Determines the indicator IDs that have been previously sent to the Azure Sentinel instance up to the last time the feed was run.
Deletes those indicators on the Azure Sentinel instance.
Updates the Azure Sentinel instance with all indicators from the dataset(s).
- APPEND:
The APPEND update strategy only updates the Azure Sentinel instance with indicators that have been added to the dataset(s) since the last time the feed was run.

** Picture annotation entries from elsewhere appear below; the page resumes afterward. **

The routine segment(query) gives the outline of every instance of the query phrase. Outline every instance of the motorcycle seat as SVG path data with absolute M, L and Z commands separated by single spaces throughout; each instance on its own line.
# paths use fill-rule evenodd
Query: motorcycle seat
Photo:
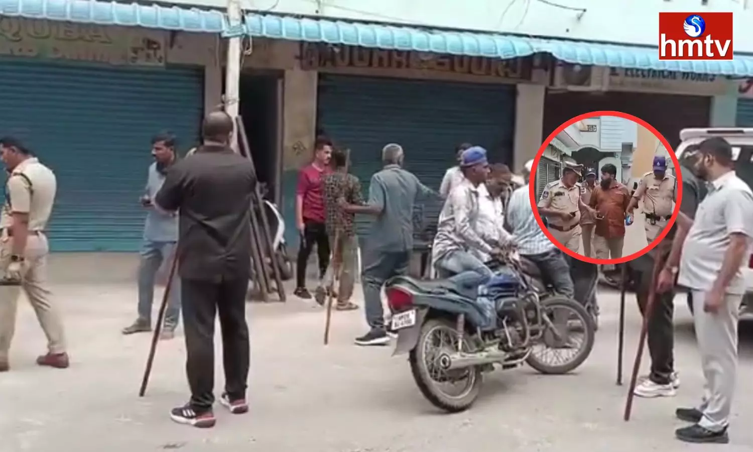
M 529 276 L 534 278 L 540 278 L 541 276 L 541 271 L 538 269 L 538 265 L 536 265 L 535 262 L 523 256 L 520 256 L 520 267 L 523 273 Z

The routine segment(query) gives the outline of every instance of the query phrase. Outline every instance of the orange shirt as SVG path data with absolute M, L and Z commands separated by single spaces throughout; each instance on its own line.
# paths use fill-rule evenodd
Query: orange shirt
M 602 219 L 596 220 L 594 233 L 608 239 L 624 237 L 625 215 L 630 202 L 630 194 L 627 188 L 620 182 L 612 182 L 607 190 L 602 188 L 601 185 L 594 188 L 588 205 L 604 216 Z

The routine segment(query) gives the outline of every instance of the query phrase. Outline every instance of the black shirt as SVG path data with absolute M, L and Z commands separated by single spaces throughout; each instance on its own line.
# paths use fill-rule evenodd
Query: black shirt
M 252 163 L 225 146 L 200 146 L 170 167 L 154 201 L 178 211 L 181 278 L 219 282 L 248 277 L 255 187 Z

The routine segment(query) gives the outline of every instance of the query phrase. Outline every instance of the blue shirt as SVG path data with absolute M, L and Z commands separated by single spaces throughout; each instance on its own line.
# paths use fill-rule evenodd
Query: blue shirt
M 369 201 L 382 213 L 371 224 L 367 248 L 386 252 L 413 251 L 413 206 L 434 191 L 398 165 L 387 165 L 371 176 Z
M 144 224 L 144 240 L 151 242 L 177 242 L 178 215 L 154 207 L 157 192 L 165 182 L 165 175 L 157 170 L 157 163 L 149 166 L 145 194 L 151 200 L 152 206 L 148 207 L 146 221 Z

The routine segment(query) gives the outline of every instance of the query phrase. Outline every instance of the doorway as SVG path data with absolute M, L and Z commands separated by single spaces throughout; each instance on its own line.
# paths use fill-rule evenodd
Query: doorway
M 239 111 L 243 118 L 257 177 L 266 186 L 266 197 L 279 206 L 282 194 L 282 75 L 244 72 L 239 93 Z

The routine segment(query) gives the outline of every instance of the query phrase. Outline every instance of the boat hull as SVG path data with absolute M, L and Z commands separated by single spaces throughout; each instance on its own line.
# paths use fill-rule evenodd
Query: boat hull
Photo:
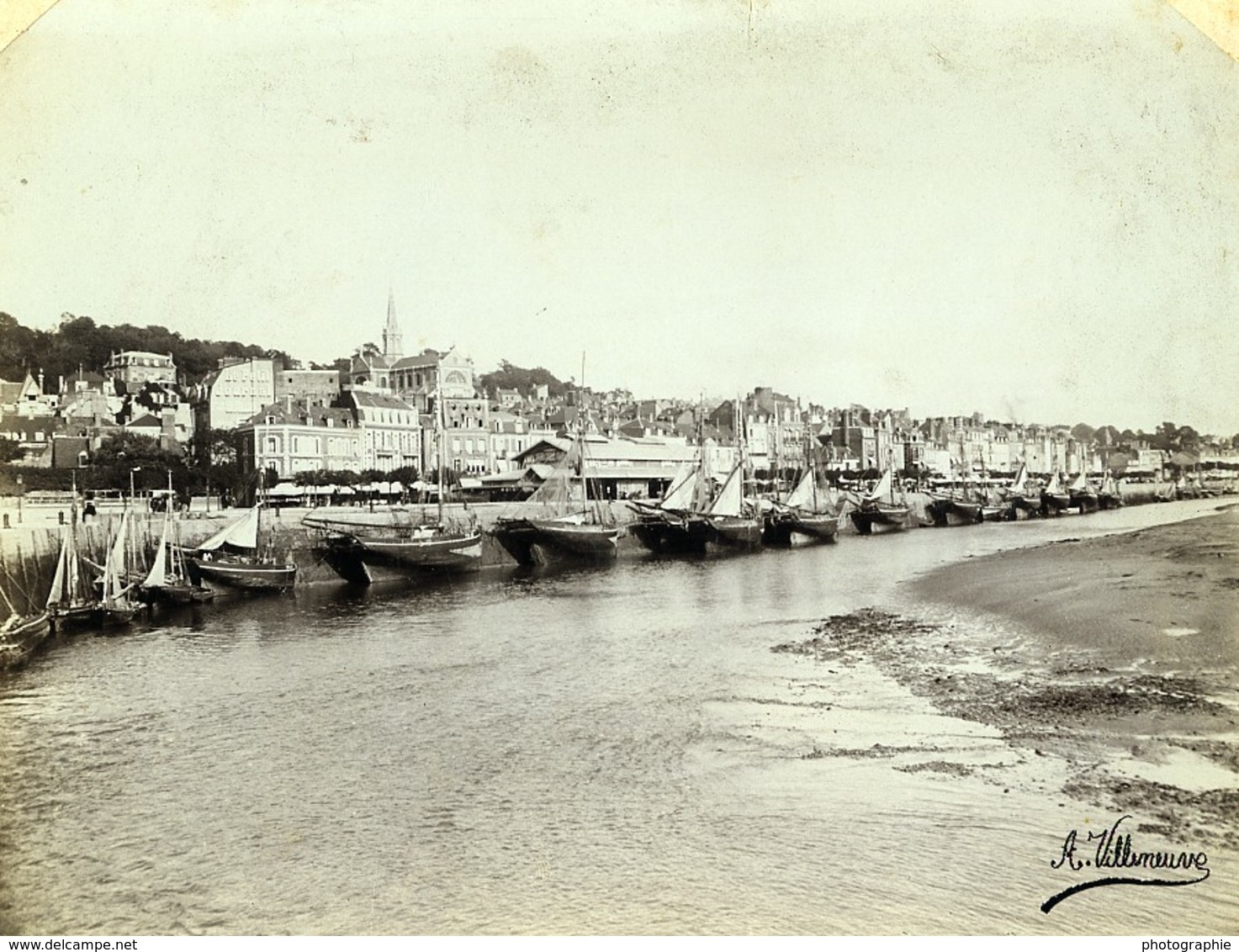
M 494 539 L 520 565 L 561 562 L 612 562 L 620 552 L 620 529 L 556 519 L 499 519 Z
M 907 506 L 861 506 L 847 513 L 861 536 L 882 532 L 900 532 L 907 527 Z
M 709 540 L 729 549 L 751 552 L 762 544 L 762 521 L 747 516 L 707 516 Z
M 359 585 L 419 574 L 470 571 L 482 564 L 482 534 L 442 533 L 424 539 L 328 536 L 320 548 L 342 579 Z
M 209 581 L 229 589 L 249 591 L 284 591 L 297 579 L 297 566 L 264 559 L 219 558 L 186 559 L 190 579 L 195 585 Z
M 628 532 L 657 554 L 704 554 L 710 543 L 710 524 L 698 516 L 642 516 Z
M 839 536 L 839 516 L 802 512 L 777 513 L 767 519 L 762 542 L 767 545 L 790 545 L 797 536 L 813 542 L 835 542 Z

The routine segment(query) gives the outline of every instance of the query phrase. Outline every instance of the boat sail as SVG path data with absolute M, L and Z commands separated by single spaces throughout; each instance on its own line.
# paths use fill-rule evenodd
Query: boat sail
M 82 555 L 77 545 L 77 491 L 74 488 L 73 512 L 69 524 L 61 536 L 61 553 L 56 560 L 56 574 L 47 593 L 47 612 L 52 628 L 61 631 L 94 621 L 95 599 L 82 571 Z
M 772 545 L 790 545 L 795 533 L 818 542 L 834 542 L 839 534 L 839 513 L 818 492 L 812 466 L 805 467 L 795 488 L 782 502 L 771 503 L 762 540 Z
M 1049 513 L 1058 514 L 1067 509 L 1072 505 L 1070 493 L 1063 488 L 1062 481 L 1058 478 L 1056 472 L 1049 477 L 1049 482 L 1041 491 L 1041 508 L 1047 516 Z
M 898 532 L 907 524 L 908 513 L 907 503 L 896 497 L 895 470 L 888 466 L 873 490 L 849 514 L 856 532 L 869 536 L 873 532 Z
M 259 591 L 292 588 L 297 578 L 296 563 L 286 552 L 276 553 L 269 536 L 263 539 L 264 506 L 260 486 L 259 498 L 252 508 L 185 558 L 186 574 L 193 585 L 202 585 L 206 580 Z
M 444 402 L 435 397 L 439 513 L 406 523 L 368 523 L 357 519 L 315 516 L 305 524 L 318 529 L 317 547 L 323 562 L 346 581 L 369 585 L 424 574 L 466 571 L 481 568 L 482 533 L 472 518 L 466 524 L 449 521 L 444 513 L 444 464 L 446 426 Z
M 586 483 L 584 425 L 572 450 L 525 501 L 525 516 L 499 517 L 491 534 L 520 565 L 560 562 L 612 562 L 618 553 L 620 527 L 602 501 L 590 505 Z M 579 482 L 577 482 L 579 477 Z
M 7 569 L 5 569 L 5 575 L 9 581 L 14 581 Z M 24 590 L 20 594 L 26 606 L 31 607 L 33 602 L 28 594 Z M 2 585 L 0 585 L 0 599 L 4 599 L 4 604 L 9 609 L 9 617 L 0 624 L 0 671 L 4 671 L 7 667 L 20 664 L 33 653 L 51 628 L 51 612 L 46 610 L 19 611 Z
M 654 506 L 631 501 L 637 521 L 628 531 L 650 552 L 705 552 L 710 526 L 700 512 L 709 503 L 709 477 L 701 447 L 694 464 L 681 467 Z
M 1088 476 L 1082 471 L 1079 476 L 1067 487 L 1068 496 L 1072 501 L 1072 506 L 1078 506 L 1080 512 L 1097 512 L 1100 507 L 1100 500 L 1097 492 L 1089 485 Z
M 185 564 L 185 553 L 178 544 L 180 524 L 172 519 L 171 507 L 164 513 L 164 532 L 160 534 L 159 550 L 151 570 L 138 588 L 139 595 L 149 602 L 161 601 L 170 605 L 187 605 L 195 601 L 209 601 L 214 593 L 202 585 L 195 585 Z
M 738 549 L 753 549 L 762 540 L 762 519 L 745 503 L 745 459 L 727 474 L 719 495 L 705 511 L 710 542 Z
M 97 616 L 104 625 L 128 625 L 138 612 L 138 602 L 129 593 L 129 509 L 120 516 L 116 537 L 108 549 L 103 565 L 103 597 L 97 606 Z

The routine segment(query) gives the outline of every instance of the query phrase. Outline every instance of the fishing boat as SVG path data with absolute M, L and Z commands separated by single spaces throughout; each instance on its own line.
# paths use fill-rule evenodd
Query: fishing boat
M 230 589 L 284 591 L 297 579 L 296 563 L 275 550 L 261 528 L 264 500 L 228 523 L 185 555 L 185 570 L 192 585 L 209 581 Z
M 4 588 L 0 588 L 0 597 L 9 609 L 9 617 L 0 624 L 0 671 L 4 671 L 21 664 L 35 652 L 52 628 L 52 616 L 47 610 L 19 611 Z
M 628 532 L 654 553 L 704 553 L 710 526 L 700 509 L 709 498 L 709 476 L 699 459 L 675 475 L 657 503 L 629 501 L 637 518 Z
M 1097 512 L 1100 508 L 1100 498 L 1097 491 L 1089 485 L 1088 476 L 1083 471 L 1067 487 L 1067 495 L 1070 498 L 1070 505 L 1079 508 L 1082 513 Z
M 129 578 L 129 509 L 120 516 L 116 536 L 108 549 L 103 565 L 103 596 L 95 605 L 94 616 L 102 625 L 128 625 L 138 614 L 139 602 L 130 596 Z
M 1056 472 L 1041 491 L 1041 511 L 1047 516 L 1057 516 L 1070 508 L 1072 496 L 1063 488 Z
M 818 492 L 817 474 L 805 467 L 792 493 L 771 503 L 766 513 L 762 540 L 769 545 L 790 545 L 795 536 L 815 542 L 834 542 L 839 534 L 839 513 Z
M 1123 493 L 1119 491 L 1119 481 L 1114 478 L 1109 470 L 1101 477 L 1101 487 L 1097 491 L 1097 503 L 1103 509 L 1118 509 L 1123 506 Z
M 762 543 L 762 518 L 745 501 L 745 461 L 727 474 L 719 493 L 703 513 L 709 529 L 706 542 L 729 549 L 750 552 Z
M 590 505 L 585 456 L 585 438 L 577 433 L 564 465 L 525 501 L 527 513 L 496 519 L 491 534 L 518 564 L 615 560 L 620 527 L 606 502 Z
M 159 549 L 151 564 L 151 570 L 138 586 L 139 597 L 147 602 L 165 605 L 191 605 L 211 601 L 216 594 L 204 585 L 196 585 L 190 578 L 185 564 L 185 552 L 181 549 L 180 523 L 172 519 L 171 507 L 164 513 L 164 532 L 160 534 Z
M 56 574 L 47 591 L 47 614 L 57 632 L 82 627 L 94 621 L 97 599 L 90 593 L 90 583 L 82 570 L 82 555 L 77 544 L 77 500 L 74 496 L 72 518 L 61 536 L 61 553 L 56 560 Z
M 1006 502 L 1015 519 L 1030 519 L 1041 514 L 1041 491 L 1031 485 L 1028 467 L 1022 462 L 1006 490 Z
M 435 402 L 437 518 L 426 518 L 425 511 L 418 518 L 394 511 L 392 521 L 385 523 L 332 516 L 305 519 L 306 526 L 320 533 L 316 554 L 346 581 L 370 585 L 481 568 L 482 533 L 472 517 L 463 522 L 450 521 L 444 513 L 446 438 L 442 399 Z
M 895 470 L 887 467 L 877 485 L 849 516 L 856 532 L 870 536 L 875 532 L 898 532 L 907 526 L 909 512 L 902 493 L 896 496 Z

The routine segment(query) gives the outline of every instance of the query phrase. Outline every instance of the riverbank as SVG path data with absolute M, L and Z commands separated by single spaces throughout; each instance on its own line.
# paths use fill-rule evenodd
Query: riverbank
M 970 559 L 909 590 L 930 605 L 914 637 L 932 647 L 900 666 L 918 693 L 1061 757 L 1068 796 L 1239 847 L 1239 508 Z

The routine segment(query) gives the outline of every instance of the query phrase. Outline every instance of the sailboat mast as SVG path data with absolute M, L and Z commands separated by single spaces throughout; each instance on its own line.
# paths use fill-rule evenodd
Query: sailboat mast
M 435 394 L 435 443 L 439 450 L 439 523 L 444 522 L 444 457 L 447 455 L 447 439 L 444 435 L 444 388 Z

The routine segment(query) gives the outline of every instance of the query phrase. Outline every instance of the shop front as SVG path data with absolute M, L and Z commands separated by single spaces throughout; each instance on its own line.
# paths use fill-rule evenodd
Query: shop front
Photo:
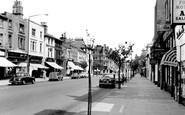
M 30 68 L 29 68 L 29 74 L 35 78 L 42 78 L 43 77 L 43 71 L 48 69 L 45 65 L 42 63 L 42 57 L 39 56 L 30 56 Z
M 176 47 L 167 51 L 161 59 L 161 87 L 177 99 L 177 54 Z
M 46 76 L 49 77 L 50 72 L 62 73 L 64 69 L 62 66 L 58 65 L 53 58 L 46 58 L 45 65 L 48 67 Z
M 12 77 L 13 74 L 19 72 L 19 71 L 24 71 L 26 72 L 27 68 L 27 54 L 23 51 L 15 51 L 15 50 L 9 50 L 7 53 L 7 59 L 11 61 L 12 63 L 16 64 L 17 66 L 14 68 L 8 67 L 6 72 L 7 72 L 7 77 Z

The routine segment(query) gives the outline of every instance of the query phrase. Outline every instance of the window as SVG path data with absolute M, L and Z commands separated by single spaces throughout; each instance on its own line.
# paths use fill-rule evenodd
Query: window
M 19 32 L 24 33 L 24 25 L 23 24 L 19 24 Z
M 9 48 L 12 48 L 12 34 L 8 35 L 8 45 L 9 45 Z
M 36 51 L 36 45 L 37 45 L 37 42 L 36 41 L 31 41 L 30 43 L 30 50 L 31 51 Z
M 32 28 L 32 36 L 35 36 L 36 30 L 34 28 Z
M 3 34 L 0 33 L 0 46 L 2 46 L 2 43 L 3 43 Z
M 42 39 L 42 31 L 40 31 L 40 39 Z
M 40 52 L 42 53 L 42 43 L 40 43 Z
M 8 21 L 8 27 L 9 27 L 9 29 L 12 29 L 12 20 Z
M 3 27 L 3 19 L 0 19 L 0 27 Z
M 18 48 L 25 50 L 25 37 L 18 37 Z

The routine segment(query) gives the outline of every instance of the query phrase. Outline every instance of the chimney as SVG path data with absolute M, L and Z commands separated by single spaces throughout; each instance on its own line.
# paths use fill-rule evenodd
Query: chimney
M 48 26 L 46 22 L 41 22 L 41 25 L 44 27 L 44 34 L 48 33 Z
M 20 18 L 23 18 L 23 7 L 21 1 L 14 1 L 13 14 Z

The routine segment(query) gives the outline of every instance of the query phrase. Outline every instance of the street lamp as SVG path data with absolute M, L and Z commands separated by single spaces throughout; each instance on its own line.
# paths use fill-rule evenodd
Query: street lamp
M 90 37 L 90 34 L 88 33 L 88 30 L 86 30 L 86 34 L 87 34 L 87 39 L 86 39 L 86 43 L 85 46 L 82 49 L 85 49 L 86 51 L 88 51 L 88 55 L 89 55 L 89 86 L 88 86 L 88 115 L 91 115 L 91 108 L 92 108 L 92 94 L 91 94 L 91 53 L 93 51 L 93 45 L 94 45 L 94 37 Z
M 36 17 L 36 16 L 40 16 L 40 15 L 45 15 L 45 16 L 48 16 L 48 14 L 36 14 L 36 15 L 31 15 L 28 17 L 28 41 L 27 41 L 27 72 L 29 73 L 29 67 L 30 67 L 30 57 L 29 57 L 29 49 L 30 49 L 30 18 L 31 17 Z

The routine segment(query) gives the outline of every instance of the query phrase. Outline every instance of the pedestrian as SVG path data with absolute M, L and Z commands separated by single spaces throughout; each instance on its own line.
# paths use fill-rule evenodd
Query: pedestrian
M 141 75 L 141 77 L 143 77 L 143 72 L 142 71 L 140 72 L 140 75 Z
M 43 70 L 43 78 L 45 79 L 46 78 L 46 71 Z

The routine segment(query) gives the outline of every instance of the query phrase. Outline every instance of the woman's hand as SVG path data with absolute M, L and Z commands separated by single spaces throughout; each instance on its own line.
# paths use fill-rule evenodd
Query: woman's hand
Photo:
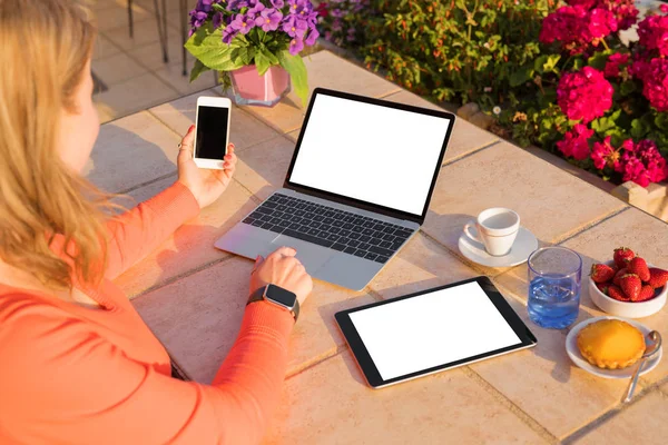
M 276 285 L 295 294 L 301 306 L 313 290 L 313 280 L 295 258 L 296 254 L 291 247 L 281 247 L 266 259 L 257 257 L 250 274 L 250 293 L 266 285 Z
M 223 159 L 223 170 L 199 168 L 193 160 L 194 140 L 195 126 L 190 126 L 178 151 L 178 181 L 190 189 L 199 208 L 205 208 L 218 199 L 232 181 L 237 157 L 234 154 L 234 144 L 230 144 L 227 146 L 227 155 Z

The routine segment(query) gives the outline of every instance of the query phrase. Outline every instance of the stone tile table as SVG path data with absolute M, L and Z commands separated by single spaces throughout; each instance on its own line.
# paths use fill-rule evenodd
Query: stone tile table
M 434 107 L 331 52 L 305 62 L 312 88 Z M 197 97 L 218 93 L 202 91 L 102 126 L 90 179 L 136 200 L 169 186 Z M 271 109 L 234 107 L 239 166 L 232 186 L 117 279 L 188 378 L 212 380 L 235 339 L 248 293 L 252 263 L 213 244 L 281 187 L 303 112 L 294 95 Z M 518 210 L 541 245 L 579 251 L 583 270 L 608 259 L 618 245 L 668 267 L 668 225 L 458 120 L 418 236 L 363 291 L 315 284 L 292 337 L 283 403 L 267 444 L 666 443 L 668 360 L 644 376 L 635 400 L 622 406 L 626 382 L 574 367 L 564 350 L 567 329 L 530 324 L 525 265 L 491 269 L 461 256 L 462 225 L 491 206 Z M 380 390 L 366 387 L 334 314 L 477 275 L 493 278 L 530 324 L 538 346 Z M 583 286 L 580 319 L 599 315 Z M 668 338 L 668 309 L 642 323 Z

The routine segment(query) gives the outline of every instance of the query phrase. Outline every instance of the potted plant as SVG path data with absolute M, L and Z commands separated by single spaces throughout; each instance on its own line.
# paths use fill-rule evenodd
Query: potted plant
M 308 82 L 299 52 L 315 44 L 316 20 L 310 0 L 198 0 L 186 42 L 196 58 L 190 81 L 215 70 L 236 103 L 271 107 L 292 80 L 305 106 Z

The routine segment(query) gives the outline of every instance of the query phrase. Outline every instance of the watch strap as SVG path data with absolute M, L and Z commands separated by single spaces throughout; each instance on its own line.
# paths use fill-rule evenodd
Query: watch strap
M 272 286 L 279 287 L 279 286 L 276 286 L 276 285 L 272 285 Z M 259 289 L 255 290 L 250 295 L 250 297 L 248 298 L 248 303 L 246 303 L 246 306 L 248 306 L 250 303 L 264 300 L 265 299 L 264 294 L 265 294 L 267 287 L 268 287 L 268 285 L 267 286 L 263 286 Z M 279 305 L 279 304 L 276 304 L 276 306 L 285 308 L 285 306 Z M 293 307 L 293 309 L 289 313 L 295 318 L 295 322 L 296 322 L 297 318 L 299 317 L 299 300 L 296 298 L 296 296 L 295 296 L 295 306 Z

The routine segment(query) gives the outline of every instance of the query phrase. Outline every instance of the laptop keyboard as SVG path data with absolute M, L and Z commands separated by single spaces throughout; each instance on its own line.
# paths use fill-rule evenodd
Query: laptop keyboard
M 385 263 L 413 234 L 404 227 L 275 194 L 244 224 L 376 263 Z

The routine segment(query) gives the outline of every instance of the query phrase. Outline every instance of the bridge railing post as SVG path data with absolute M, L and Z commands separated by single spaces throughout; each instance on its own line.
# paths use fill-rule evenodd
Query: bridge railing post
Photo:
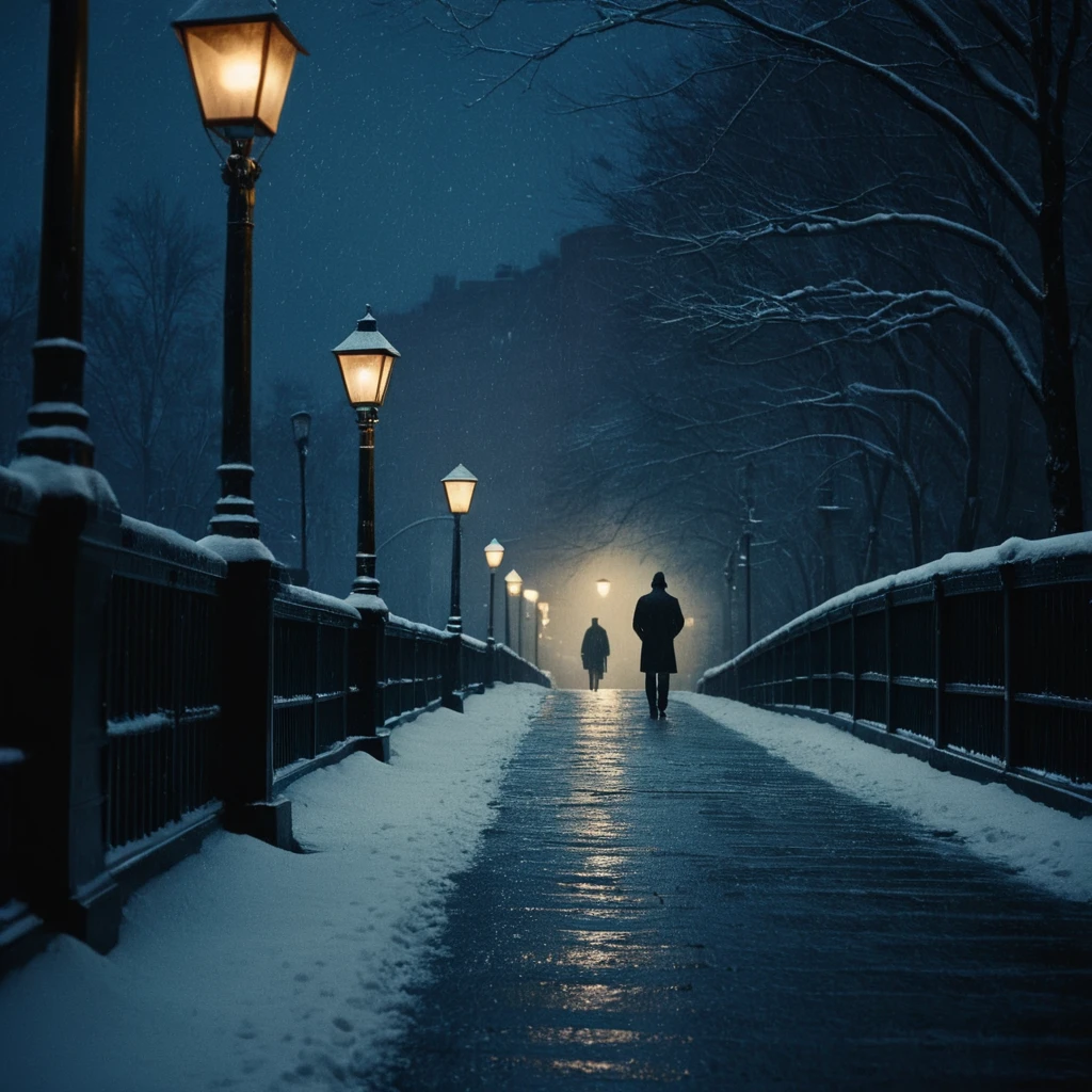
M 940 575 L 933 578 L 933 632 L 934 632 L 934 705 L 933 744 L 943 747 L 945 740 L 945 586 Z
M 273 800 L 273 600 L 280 566 L 228 560 L 221 585 L 224 826 L 292 846 L 292 804 Z
M 1005 657 L 1005 712 L 1002 713 L 1001 761 L 1006 770 L 1012 769 L 1012 582 L 1011 565 L 998 567 L 1001 580 L 1001 640 Z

It does not remove indicators from Azure Sentinel when entities or observables are removed from the selected dataset(s).
The feed does the following:
Determines the indicator IDs for entities and observables that have been added to the dataset(s) since the last time the feed was run.
Updates the Azure Sentinel instance with the new indicators.
- DIFF:
The DIFF update strategy determines the indicators that have been added and removed to the dataset(s) since the last time the feed was run. Then, on the Azure Sentinel instance, the feed adds the new indicators and deletes indicators that have been removed from the dataset(s).
The feed does the following:
Determines the indicator IDs for entities and observables that have been removed from the dataset(s) or have expired since the last time the feed was run.
Determines the indicator IDs of entities and observables that have been added to the dataset(s) since the last run.
Updates the Azure Sentinel instance with the new indicators.
Deletes indicators that have been removed from the dataset(s), or have expired.